McConaughey is a treasure as the protagonist of the film in a physically and emotionally demanding role (he lost three stone in weight to portray Ron at his most frail), never overplaying as someone who has a tremendous change of perspective (going from a man who is not particularly likeable to someone who cares for others more then he does himself). He also plays Ron with a charismatic charm about him – even in his darkest moments he still cracks a smart comment or some kind of joke.

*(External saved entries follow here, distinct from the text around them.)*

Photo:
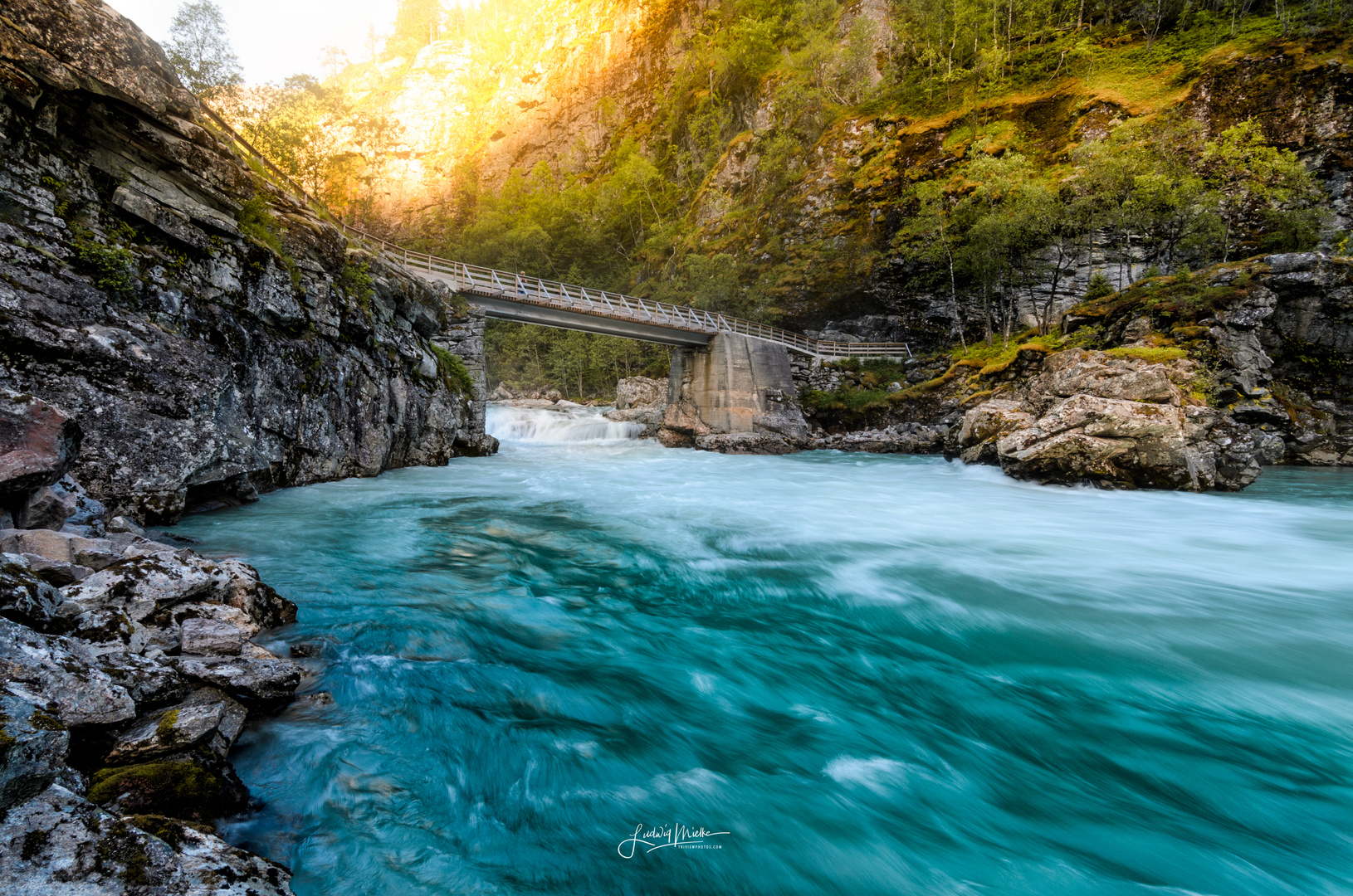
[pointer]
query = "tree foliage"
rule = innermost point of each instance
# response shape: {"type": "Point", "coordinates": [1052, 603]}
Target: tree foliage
{"type": "Point", "coordinates": [199, 47]}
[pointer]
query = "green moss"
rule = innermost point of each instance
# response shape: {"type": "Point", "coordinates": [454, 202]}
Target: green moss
{"type": "Point", "coordinates": [171, 786]}
{"type": "Point", "coordinates": [32, 844]}
{"type": "Point", "coordinates": [167, 722]}
{"type": "Point", "coordinates": [452, 371]}
{"type": "Point", "coordinates": [168, 829]}
{"type": "Point", "coordinates": [1151, 356]}
{"type": "Point", "coordinates": [45, 722]}
{"type": "Point", "coordinates": [257, 222]}
{"type": "Point", "coordinates": [111, 266]}
{"type": "Point", "coordinates": [356, 284]}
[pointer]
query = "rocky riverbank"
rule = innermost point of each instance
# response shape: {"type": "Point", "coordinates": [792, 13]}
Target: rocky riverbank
{"type": "Point", "coordinates": [128, 672]}
{"type": "Point", "coordinates": [212, 335]}
{"type": "Point", "coordinates": [1184, 382]}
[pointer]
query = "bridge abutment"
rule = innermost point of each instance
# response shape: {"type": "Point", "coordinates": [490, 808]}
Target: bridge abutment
{"type": "Point", "coordinates": [736, 395]}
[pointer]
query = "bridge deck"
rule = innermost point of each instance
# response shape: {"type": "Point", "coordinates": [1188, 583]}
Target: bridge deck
{"type": "Point", "coordinates": [555, 304]}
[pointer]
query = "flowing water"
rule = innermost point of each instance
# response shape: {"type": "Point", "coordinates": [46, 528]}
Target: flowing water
{"type": "Point", "coordinates": [858, 674]}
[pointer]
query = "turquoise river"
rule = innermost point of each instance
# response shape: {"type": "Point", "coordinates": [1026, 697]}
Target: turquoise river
{"type": "Point", "coordinates": [594, 665]}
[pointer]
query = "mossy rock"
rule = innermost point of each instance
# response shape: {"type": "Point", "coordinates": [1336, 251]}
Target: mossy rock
{"type": "Point", "coordinates": [171, 830]}
{"type": "Point", "coordinates": [183, 790]}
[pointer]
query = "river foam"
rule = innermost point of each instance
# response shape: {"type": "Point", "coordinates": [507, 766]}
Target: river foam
{"type": "Point", "coordinates": [550, 426]}
{"type": "Point", "coordinates": [880, 674]}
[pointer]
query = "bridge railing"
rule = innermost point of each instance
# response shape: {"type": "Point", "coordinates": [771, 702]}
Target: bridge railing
{"type": "Point", "coordinates": [535, 291]}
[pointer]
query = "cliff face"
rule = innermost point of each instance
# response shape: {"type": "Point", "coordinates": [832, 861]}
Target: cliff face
{"type": "Point", "coordinates": [210, 335]}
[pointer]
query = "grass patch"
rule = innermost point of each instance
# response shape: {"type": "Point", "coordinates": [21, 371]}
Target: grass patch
{"type": "Point", "coordinates": [452, 371]}
{"type": "Point", "coordinates": [1150, 356]}
{"type": "Point", "coordinates": [354, 280]}
{"type": "Point", "coordinates": [257, 223]}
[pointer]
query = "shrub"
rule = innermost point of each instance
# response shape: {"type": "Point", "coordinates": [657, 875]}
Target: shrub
{"type": "Point", "coordinates": [1099, 287]}
{"type": "Point", "coordinates": [356, 283]}
{"type": "Point", "coordinates": [452, 371]}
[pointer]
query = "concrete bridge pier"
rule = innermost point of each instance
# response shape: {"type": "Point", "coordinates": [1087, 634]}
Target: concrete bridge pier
{"type": "Point", "coordinates": [735, 395]}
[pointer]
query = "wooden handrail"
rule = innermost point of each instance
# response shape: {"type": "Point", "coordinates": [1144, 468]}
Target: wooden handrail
{"type": "Point", "coordinates": [554, 294]}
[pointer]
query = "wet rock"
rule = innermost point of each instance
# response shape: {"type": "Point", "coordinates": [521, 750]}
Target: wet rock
{"type": "Point", "coordinates": [186, 786]}
{"type": "Point", "coordinates": [64, 674]}
{"type": "Point", "coordinates": [248, 592]}
{"type": "Point", "coordinates": [32, 749]}
{"type": "Point", "coordinates": [61, 845]}
{"type": "Point", "coordinates": [1111, 422]}
{"type": "Point", "coordinates": [639, 391]}
{"type": "Point", "coordinates": [745, 444]}
{"type": "Point", "coordinates": [171, 730]}
{"type": "Point", "coordinates": [1078, 372]}
{"type": "Point", "coordinates": [110, 631]}
{"type": "Point", "coordinates": [908, 438]}
{"type": "Point", "coordinates": [249, 679]}
{"type": "Point", "coordinates": [43, 509]}
{"type": "Point", "coordinates": [148, 681]}
{"type": "Point", "coordinates": [989, 422]}
{"type": "Point", "coordinates": [38, 442]}
{"type": "Point", "coordinates": [61, 548]}
{"type": "Point", "coordinates": [124, 524]}
{"type": "Point", "coordinates": [142, 584]}
{"type": "Point", "coordinates": [25, 597]}
{"type": "Point", "coordinates": [210, 638]}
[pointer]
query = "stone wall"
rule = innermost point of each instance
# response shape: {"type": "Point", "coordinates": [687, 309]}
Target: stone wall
{"type": "Point", "coordinates": [736, 395]}
{"type": "Point", "coordinates": [206, 349]}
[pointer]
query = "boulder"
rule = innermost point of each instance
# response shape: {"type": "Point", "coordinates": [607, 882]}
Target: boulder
{"type": "Point", "coordinates": [210, 638]}
{"type": "Point", "coordinates": [906, 438]}
{"type": "Point", "coordinates": [144, 584]}
{"type": "Point", "coordinates": [1112, 422]}
{"type": "Point", "coordinates": [38, 442]}
{"type": "Point", "coordinates": [109, 630]}
{"type": "Point", "coordinates": [640, 391]}
{"type": "Point", "coordinates": [245, 677]}
{"type": "Point", "coordinates": [188, 784]}
{"type": "Point", "coordinates": [32, 749]}
{"type": "Point", "coordinates": [248, 592]}
{"type": "Point", "coordinates": [208, 717]}
{"type": "Point", "coordinates": [61, 549]}
{"type": "Point", "coordinates": [58, 844]}
{"type": "Point", "coordinates": [148, 681]}
{"type": "Point", "coordinates": [64, 674]}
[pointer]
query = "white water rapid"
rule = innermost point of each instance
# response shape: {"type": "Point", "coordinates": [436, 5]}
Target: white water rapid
{"type": "Point", "coordinates": [548, 426]}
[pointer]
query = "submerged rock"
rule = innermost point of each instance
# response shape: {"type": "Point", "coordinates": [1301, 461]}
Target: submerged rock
{"type": "Point", "coordinates": [38, 442]}
{"type": "Point", "coordinates": [32, 749]}
{"type": "Point", "coordinates": [64, 674]}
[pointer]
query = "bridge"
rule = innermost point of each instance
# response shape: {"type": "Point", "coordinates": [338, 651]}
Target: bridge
{"type": "Point", "coordinates": [509, 296]}
{"type": "Point", "coordinates": [550, 303]}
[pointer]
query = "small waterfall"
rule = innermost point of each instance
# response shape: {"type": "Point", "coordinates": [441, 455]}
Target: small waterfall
{"type": "Point", "coordinates": [547, 426]}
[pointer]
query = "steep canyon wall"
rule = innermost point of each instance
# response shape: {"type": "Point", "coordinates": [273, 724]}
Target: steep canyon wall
{"type": "Point", "coordinates": [212, 335]}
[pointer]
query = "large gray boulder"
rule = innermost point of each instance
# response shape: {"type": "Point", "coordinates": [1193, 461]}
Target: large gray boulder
{"type": "Point", "coordinates": [208, 717]}
{"type": "Point", "coordinates": [61, 845]}
{"type": "Point", "coordinates": [245, 677]}
{"type": "Point", "coordinates": [633, 392]}
{"type": "Point", "coordinates": [25, 597]}
{"type": "Point", "coordinates": [61, 672]}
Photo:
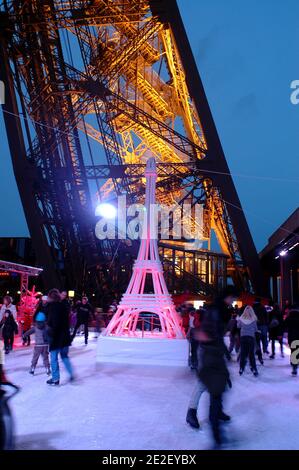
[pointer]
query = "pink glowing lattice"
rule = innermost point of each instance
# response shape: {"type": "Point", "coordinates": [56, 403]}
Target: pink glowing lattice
{"type": "Point", "coordinates": [135, 300]}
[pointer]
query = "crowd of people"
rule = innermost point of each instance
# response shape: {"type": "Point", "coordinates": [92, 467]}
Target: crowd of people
{"type": "Point", "coordinates": [215, 332]}
{"type": "Point", "coordinates": [55, 323]}
{"type": "Point", "coordinates": [249, 330]}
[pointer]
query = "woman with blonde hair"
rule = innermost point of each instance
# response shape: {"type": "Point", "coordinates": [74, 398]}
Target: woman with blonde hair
{"type": "Point", "coordinates": [247, 324]}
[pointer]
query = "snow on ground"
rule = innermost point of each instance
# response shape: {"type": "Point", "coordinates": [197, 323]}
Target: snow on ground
{"type": "Point", "coordinates": [135, 407]}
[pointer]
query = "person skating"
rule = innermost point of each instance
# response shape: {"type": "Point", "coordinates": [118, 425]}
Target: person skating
{"type": "Point", "coordinates": [212, 371]}
{"type": "Point", "coordinates": [262, 323]}
{"type": "Point", "coordinates": [9, 329]}
{"type": "Point", "coordinates": [8, 305]}
{"type": "Point", "coordinates": [59, 336]}
{"type": "Point", "coordinates": [234, 333]}
{"type": "Point", "coordinates": [84, 311]}
{"type": "Point", "coordinates": [276, 330]}
{"type": "Point", "coordinates": [194, 323]}
{"type": "Point", "coordinates": [292, 328]}
{"type": "Point", "coordinates": [42, 306]}
{"type": "Point", "coordinates": [41, 347]}
{"type": "Point", "coordinates": [248, 329]}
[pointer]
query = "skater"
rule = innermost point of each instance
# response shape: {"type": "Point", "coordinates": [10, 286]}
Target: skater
{"type": "Point", "coordinates": [84, 311]}
{"type": "Point", "coordinates": [8, 305]}
{"type": "Point", "coordinates": [213, 374]}
{"type": "Point", "coordinates": [10, 328]}
{"type": "Point", "coordinates": [292, 328]}
{"type": "Point", "coordinates": [41, 307]}
{"type": "Point", "coordinates": [234, 333]}
{"type": "Point", "coordinates": [262, 323]}
{"type": "Point", "coordinates": [248, 328]}
{"type": "Point", "coordinates": [194, 323]}
{"type": "Point", "coordinates": [41, 347]}
{"type": "Point", "coordinates": [59, 336]}
{"type": "Point", "coordinates": [26, 325]}
{"type": "Point", "coordinates": [65, 300]}
{"type": "Point", "coordinates": [276, 330]}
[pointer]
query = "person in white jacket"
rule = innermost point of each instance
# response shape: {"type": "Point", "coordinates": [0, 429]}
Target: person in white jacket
{"type": "Point", "coordinates": [8, 305]}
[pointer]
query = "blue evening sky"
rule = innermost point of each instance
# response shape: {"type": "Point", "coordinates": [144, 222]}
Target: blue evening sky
{"type": "Point", "coordinates": [247, 55]}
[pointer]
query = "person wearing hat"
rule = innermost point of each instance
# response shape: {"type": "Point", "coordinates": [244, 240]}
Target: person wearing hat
{"type": "Point", "coordinates": [41, 347]}
{"type": "Point", "coordinates": [42, 306]}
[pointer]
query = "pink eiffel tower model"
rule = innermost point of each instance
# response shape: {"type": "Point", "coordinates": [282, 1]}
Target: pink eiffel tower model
{"type": "Point", "coordinates": [135, 300]}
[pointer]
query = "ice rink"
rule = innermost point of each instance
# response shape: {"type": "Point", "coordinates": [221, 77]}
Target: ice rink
{"type": "Point", "coordinates": [144, 407]}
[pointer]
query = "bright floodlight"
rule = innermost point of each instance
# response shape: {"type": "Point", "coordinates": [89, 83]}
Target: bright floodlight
{"type": "Point", "coordinates": [108, 211]}
{"type": "Point", "coordinates": [282, 253]}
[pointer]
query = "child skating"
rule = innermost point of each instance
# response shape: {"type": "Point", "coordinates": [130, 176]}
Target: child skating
{"type": "Point", "coordinates": [41, 347]}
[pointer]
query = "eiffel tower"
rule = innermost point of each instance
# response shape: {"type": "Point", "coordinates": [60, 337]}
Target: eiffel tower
{"type": "Point", "coordinates": [91, 87]}
{"type": "Point", "coordinates": [148, 264]}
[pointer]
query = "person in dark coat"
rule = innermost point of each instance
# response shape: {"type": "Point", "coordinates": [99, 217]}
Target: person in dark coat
{"type": "Point", "coordinates": [262, 323]}
{"type": "Point", "coordinates": [10, 328]}
{"type": "Point", "coordinates": [42, 306]}
{"type": "Point", "coordinates": [59, 336]}
{"type": "Point", "coordinates": [84, 311]}
{"type": "Point", "coordinates": [213, 372]}
{"type": "Point", "coordinates": [292, 328]}
{"type": "Point", "coordinates": [276, 330]}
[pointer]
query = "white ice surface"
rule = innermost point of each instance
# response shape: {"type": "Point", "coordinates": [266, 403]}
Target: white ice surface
{"type": "Point", "coordinates": [136, 407]}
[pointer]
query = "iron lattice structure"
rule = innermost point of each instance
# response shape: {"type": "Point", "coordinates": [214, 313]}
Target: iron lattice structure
{"type": "Point", "coordinates": [121, 74]}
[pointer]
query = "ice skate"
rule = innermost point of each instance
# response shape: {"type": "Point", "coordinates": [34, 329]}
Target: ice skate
{"type": "Point", "coordinates": [52, 382]}
{"type": "Point", "coordinates": [191, 418]}
{"type": "Point", "coordinates": [224, 417]}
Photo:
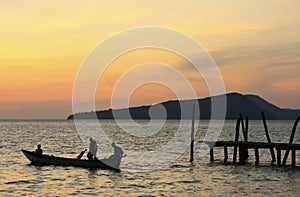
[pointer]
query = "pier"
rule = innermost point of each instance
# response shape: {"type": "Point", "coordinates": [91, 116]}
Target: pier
{"type": "Point", "coordinates": [241, 148]}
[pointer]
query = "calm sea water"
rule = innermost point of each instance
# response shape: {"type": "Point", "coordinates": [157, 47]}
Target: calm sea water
{"type": "Point", "coordinates": [178, 178]}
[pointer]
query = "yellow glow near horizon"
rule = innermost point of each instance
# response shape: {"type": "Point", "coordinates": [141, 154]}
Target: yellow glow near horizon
{"type": "Point", "coordinates": [42, 44]}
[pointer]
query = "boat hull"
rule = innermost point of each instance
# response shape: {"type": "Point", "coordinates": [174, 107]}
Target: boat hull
{"type": "Point", "coordinates": [109, 164]}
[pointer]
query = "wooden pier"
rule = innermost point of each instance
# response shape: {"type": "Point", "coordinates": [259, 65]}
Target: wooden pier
{"type": "Point", "coordinates": [256, 146]}
{"type": "Point", "coordinates": [242, 147]}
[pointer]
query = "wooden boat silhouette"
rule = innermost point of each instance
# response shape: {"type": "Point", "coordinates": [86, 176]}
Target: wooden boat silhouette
{"type": "Point", "coordinates": [111, 163]}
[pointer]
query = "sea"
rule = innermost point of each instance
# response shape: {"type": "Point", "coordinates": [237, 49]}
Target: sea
{"type": "Point", "coordinates": [175, 177]}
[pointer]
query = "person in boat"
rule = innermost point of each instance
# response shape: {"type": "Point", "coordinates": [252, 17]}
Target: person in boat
{"type": "Point", "coordinates": [118, 151]}
{"type": "Point", "coordinates": [93, 148]}
{"type": "Point", "coordinates": [39, 150]}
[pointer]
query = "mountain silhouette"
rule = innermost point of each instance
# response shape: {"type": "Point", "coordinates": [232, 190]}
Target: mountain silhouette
{"type": "Point", "coordinates": [248, 105]}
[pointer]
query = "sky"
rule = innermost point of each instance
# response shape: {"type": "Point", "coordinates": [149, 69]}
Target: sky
{"type": "Point", "coordinates": [256, 45]}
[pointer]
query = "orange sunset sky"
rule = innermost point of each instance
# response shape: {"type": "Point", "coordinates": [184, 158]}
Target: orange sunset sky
{"type": "Point", "coordinates": [256, 45]}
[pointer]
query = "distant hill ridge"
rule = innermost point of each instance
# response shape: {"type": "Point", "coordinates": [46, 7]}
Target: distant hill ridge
{"type": "Point", "coordinates": [248, 105]}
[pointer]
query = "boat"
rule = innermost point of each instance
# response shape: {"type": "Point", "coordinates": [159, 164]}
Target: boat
{"type": "Point", "coordinates": [111, 163]}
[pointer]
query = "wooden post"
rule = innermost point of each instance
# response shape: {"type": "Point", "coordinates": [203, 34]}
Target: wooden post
{"type": "Point", "coordinates": [243, 152]}
{"type": "Point", "coordinates": [243, 128]}
{"type": "Point", "coordinates": [293, 157]}
{"type": "Point", "coordinates": [236, 141]}
{"type": "Point", "coordinates": [278, 157]}
{"type": "Point", "coordinates": [192, 136]}
{"type": "Point", "coordinates": [290, 142]}
{"type": "Point", "coordinates": [256, 156]}
{"type": "Point", "coordinates": [225, 154]}
{"type": "Point", "coordinates": [268, 137]}
{"type": "Point", "coordinates": [211, 152]}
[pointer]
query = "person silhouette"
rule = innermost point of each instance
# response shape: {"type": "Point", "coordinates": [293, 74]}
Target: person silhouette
{"type": "Point", "coordinates": [39, 150]}
{"type": "Point", "coordinates": [118, 151]}
{"type": "Point", "coordinates": [93, 148]}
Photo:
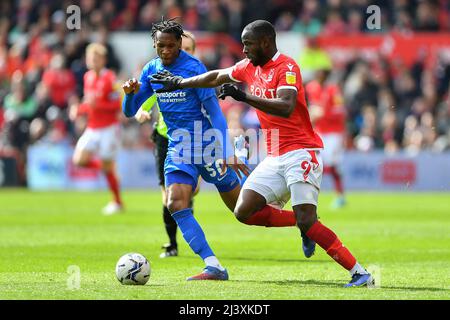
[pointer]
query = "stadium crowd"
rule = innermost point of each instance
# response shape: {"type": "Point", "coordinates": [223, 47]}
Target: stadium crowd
{"type": "Point", "coordinates": [389, 106]}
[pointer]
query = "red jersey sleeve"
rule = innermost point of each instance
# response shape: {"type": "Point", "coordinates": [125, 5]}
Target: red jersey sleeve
{"type": "Point", "coordinates": [313, 93]}
{"type": "Point", "coordinates": [110, 99]}
{"type": "Point", "coordinates": [289, 77]}
{"type": "Point", "coordinates": [237, 72]}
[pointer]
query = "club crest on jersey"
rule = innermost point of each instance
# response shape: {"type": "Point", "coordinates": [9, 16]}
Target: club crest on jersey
{"type": "Point", "coordinates": [291, 77]}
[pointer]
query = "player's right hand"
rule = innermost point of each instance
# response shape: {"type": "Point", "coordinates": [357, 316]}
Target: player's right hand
{"type": "Point", "coordinates": [237, 165]}
{"type": "Point", "coordinates": [168, 81]}
{"type": "Point", "coordinates": [141, 116]}
{"type": "Point", "coordinates": [131, 86]}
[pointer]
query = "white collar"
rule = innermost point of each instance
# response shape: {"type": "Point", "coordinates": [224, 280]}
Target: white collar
{"type": "Point", "coordinates": [276, 55]}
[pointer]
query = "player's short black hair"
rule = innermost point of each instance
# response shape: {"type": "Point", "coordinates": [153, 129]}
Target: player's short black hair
{"type": "Point", "coordinates": [168, 26]}
{"type": "Point", "coordinates": [262, 28]}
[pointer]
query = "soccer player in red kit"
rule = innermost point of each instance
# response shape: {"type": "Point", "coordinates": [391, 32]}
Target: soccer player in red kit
{"type": "Point", "coordinates": [327, 112]}
{"type": "Point", "coordinates": [98, 146]}
{"type": "Point", "coordinates": [293, 168]}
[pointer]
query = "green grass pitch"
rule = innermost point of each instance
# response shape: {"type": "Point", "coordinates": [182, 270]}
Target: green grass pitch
{"type": "Point", "coordinates": [404, 237]}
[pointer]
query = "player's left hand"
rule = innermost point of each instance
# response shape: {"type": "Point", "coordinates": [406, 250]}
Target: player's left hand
{"type": "Point", "coordinates": [169, 81]}
{"type": "Point", "coordinates": [229, 89]}
{"type": "Point", "coordinates": [237, 165]}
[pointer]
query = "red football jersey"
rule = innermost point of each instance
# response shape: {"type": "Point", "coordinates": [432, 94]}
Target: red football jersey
{"type": "Point", "coordinates": [329, 98]}
{"type": "Point", "coordinates": [106, 107]}
{"type": "Point", "coordinates": [281, 72]}
{"type": "Point", "coordinates": [61, 84]}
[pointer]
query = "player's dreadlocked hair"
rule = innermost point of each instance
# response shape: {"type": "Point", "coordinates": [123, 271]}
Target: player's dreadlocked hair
{"type": "Point", "coordinates": [168, 26]}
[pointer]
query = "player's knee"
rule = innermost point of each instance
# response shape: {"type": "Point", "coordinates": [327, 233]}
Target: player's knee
{"type": "Point", "coordinates": [107, 166]}
{"type": "Point", "coordinates": [78, 160]}
{"type": "Point", "coordinates": [306, 216]}
{"type": "Point", "coordinates": [242, 213]}
{"type": "Point", "coordinates": [176, 204]}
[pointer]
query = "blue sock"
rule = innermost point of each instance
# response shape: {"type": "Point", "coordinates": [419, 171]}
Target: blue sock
{"type": "Point", "coordinates": [192, 232]}
{"type": "Point", "coordinates": [244, 177]}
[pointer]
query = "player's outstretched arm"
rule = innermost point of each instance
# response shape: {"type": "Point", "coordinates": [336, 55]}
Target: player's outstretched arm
{"type": "Point", "coordinates": [282, 105]}
{"type": "Point", "coordinates": [209, 79]}
{"type": "Point", "coordinates": [134, 97]}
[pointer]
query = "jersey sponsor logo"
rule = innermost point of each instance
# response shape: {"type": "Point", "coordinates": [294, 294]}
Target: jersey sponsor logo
{"type": "Point", "coordinates": [175, 96]}
{"type": "Point", "coordinates": [399, 172]}
{"type": "Point", "coordinates": [291, 77]}
{"type": "Point", "coordinates": [262, 92]}
{"type": "Point", "coordinates": [269, 77]}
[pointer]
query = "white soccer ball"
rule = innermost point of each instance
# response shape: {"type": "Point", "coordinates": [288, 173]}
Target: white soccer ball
{"type": "Point", "coordinates": [133, 269]}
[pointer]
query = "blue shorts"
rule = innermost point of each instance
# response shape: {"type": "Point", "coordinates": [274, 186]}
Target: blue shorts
{"type": "Point", "coordinates": [188, 174]}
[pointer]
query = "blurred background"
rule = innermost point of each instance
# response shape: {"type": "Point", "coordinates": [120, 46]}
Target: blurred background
{"type": "Point", "coordinates": [395, 81]}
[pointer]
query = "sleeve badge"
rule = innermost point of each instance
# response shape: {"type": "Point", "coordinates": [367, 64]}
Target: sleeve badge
{"type": "Point", "coordinates": [291, 77]}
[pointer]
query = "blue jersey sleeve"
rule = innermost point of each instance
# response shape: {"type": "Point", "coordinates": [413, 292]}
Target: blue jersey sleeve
{"type": "Point", "coordinates": [132, 102]}
{"type": "Point", "coordinates": [218, 122]}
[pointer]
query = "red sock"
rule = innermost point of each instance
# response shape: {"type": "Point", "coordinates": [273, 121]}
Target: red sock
{"type": "Point", "coordinates": [113, 184]}
{"type": "Point", "coordinates": [337, 180]}
{"type": "Point", "coordinates": [328, 240]}
{"type": "Point", "coordinates": [272, 217]}
{"type": "Point", "coordinates": [94, 164]}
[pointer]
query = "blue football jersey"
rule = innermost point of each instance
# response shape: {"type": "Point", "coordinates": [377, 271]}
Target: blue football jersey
{"type": "Point", "coordinates": [180, 108]}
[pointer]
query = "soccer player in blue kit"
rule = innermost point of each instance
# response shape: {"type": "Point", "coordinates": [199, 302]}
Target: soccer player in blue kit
{"type": "Point", "coordinates": [186, 112]}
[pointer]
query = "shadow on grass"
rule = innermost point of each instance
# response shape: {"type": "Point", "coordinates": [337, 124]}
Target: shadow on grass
{"type": "Point", "coordinates": [265, 259]}
{"type": "Point", "coordinates": [415, 288]}
{"type": "Point", "coordinates": [296, 282]}
{"type": "Point", "coordinates": [340, 284]}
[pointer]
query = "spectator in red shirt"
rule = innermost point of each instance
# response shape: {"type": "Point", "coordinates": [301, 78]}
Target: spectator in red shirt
{"type": "Point", "coordinates": [60, 81]}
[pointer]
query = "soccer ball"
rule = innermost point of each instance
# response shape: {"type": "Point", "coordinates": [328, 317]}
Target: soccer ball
{"type": "Point", "coordinates": [133, 269]}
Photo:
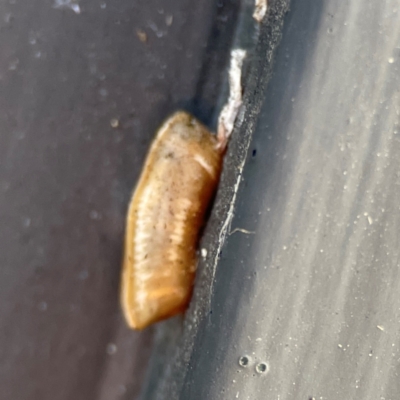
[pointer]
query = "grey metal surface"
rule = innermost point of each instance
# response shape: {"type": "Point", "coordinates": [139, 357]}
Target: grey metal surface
{"type": "Point", "coordinates": [313, 289]}
{"type": "Point", "coordinates": [66, 176]}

McConaughey and Vallee are never judging Woodroof, who certainly behaved in ways which could be looked down upon, its up to those watching what viewpoint they end on. Supporting the two main actors is Jennifer Garner, an actress who is often overshadowed or perhaps forgotten for the roles she plays but steals the scenes she is in because of her fragility and kindness. Those two things are adopted as she embodies Dr. Eve Saks, a woman who refused to quietly ignore the wrongdoings of the American medical system at that time.

The whole film is full of tender moments which are often challenged by ones of the harsh reality of what these people were dealing with. Humanity and friendship are of great significance in Dallas Buyers Club and the relationships played out are touching to watch and heartbreaking to see end. A particular scene in a restaurant between McConaughey and Garner shines with personality and aura and it feels as though you could be placed there with them. Another wonderful trait to the piece is its non-intrusive stance; for a film focused on people dealing with a terminal illness scenes relating to this never feel overwrought or uncomfortably gruesome but Vallee is still able to make you aware of the limited time Rayon, Ron and their friends were left with.

Intelligent, wickedly humorous at times and just damn brilliant Dallas Buyers Club is a stellar example of cinema at its best and most powerful.